Paula iba a decir algo, pero se quedó muda y boquiabierta al darse cuenta de que tenía razón. ¡Condenado Alfonso! 


Llevaba pinchándola con el cambio de acento y los modismos desde que había vuelto de Estados Unidos. De hecho, esa misma mañana él la había retado a pasar un día entero sin decir una sola expresión americana, pero finalmente había caído. Pero no era culpa suya, sino de él, que siempre lograba hacerla rabiar. Claro que, conociéndola tan bien y sabiendo qué cosas la fastidiaban, nunca le resultaba difícil.


—Muy bien, ¿cuál es el pago de la apuesta? —le preguntó Paula con fastidio.

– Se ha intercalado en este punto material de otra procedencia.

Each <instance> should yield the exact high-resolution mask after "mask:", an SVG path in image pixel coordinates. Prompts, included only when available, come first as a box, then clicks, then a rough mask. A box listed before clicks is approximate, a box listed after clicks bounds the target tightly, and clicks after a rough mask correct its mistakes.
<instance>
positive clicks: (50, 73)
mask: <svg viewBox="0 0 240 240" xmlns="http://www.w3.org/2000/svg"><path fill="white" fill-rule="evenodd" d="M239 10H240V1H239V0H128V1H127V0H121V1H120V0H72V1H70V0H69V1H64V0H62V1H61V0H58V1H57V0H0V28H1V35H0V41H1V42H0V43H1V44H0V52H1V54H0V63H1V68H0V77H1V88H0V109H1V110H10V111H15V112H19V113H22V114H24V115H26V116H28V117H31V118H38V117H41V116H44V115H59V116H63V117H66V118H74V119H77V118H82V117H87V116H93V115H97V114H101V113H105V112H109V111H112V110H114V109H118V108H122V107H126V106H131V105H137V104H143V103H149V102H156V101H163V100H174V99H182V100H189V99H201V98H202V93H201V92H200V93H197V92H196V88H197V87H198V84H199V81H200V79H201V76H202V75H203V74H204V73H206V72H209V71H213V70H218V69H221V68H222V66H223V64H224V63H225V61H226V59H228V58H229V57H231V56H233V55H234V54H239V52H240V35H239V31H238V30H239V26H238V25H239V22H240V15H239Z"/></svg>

—Pues… creo que necesito tiempo para pensarlo —contestó Pedro con una sonrisa maliciosa, levantándose y yendo hacia la puerta—. Te lo diré después, durante el baile.


—Mmm… Pues la próxima vez pondremos antes las condiciones de la apuesta.


Pedro se detuvo en el quicio de la puerta.


—Y se perdería toda la diversión. Así se mantiene la emoción hasta el final —le dijo burlón.


—Lárgate a trabajar antes de que me vea obligada a hacer algo de lo que luego tenga que arrepentirme, Alfonso—advirtió Paula, agarrando un paño y tirándoselo a la cara.


Pedro se echó a reír de buena gana, haciéndola sonreír.


—Ya estás como siempre, haciéndome promesas que luego no cumples. Un día de estos creo que me arriesgaré a ignorar tus amenazas, solo para ver qué es eso de lo que luego te arrepentirías.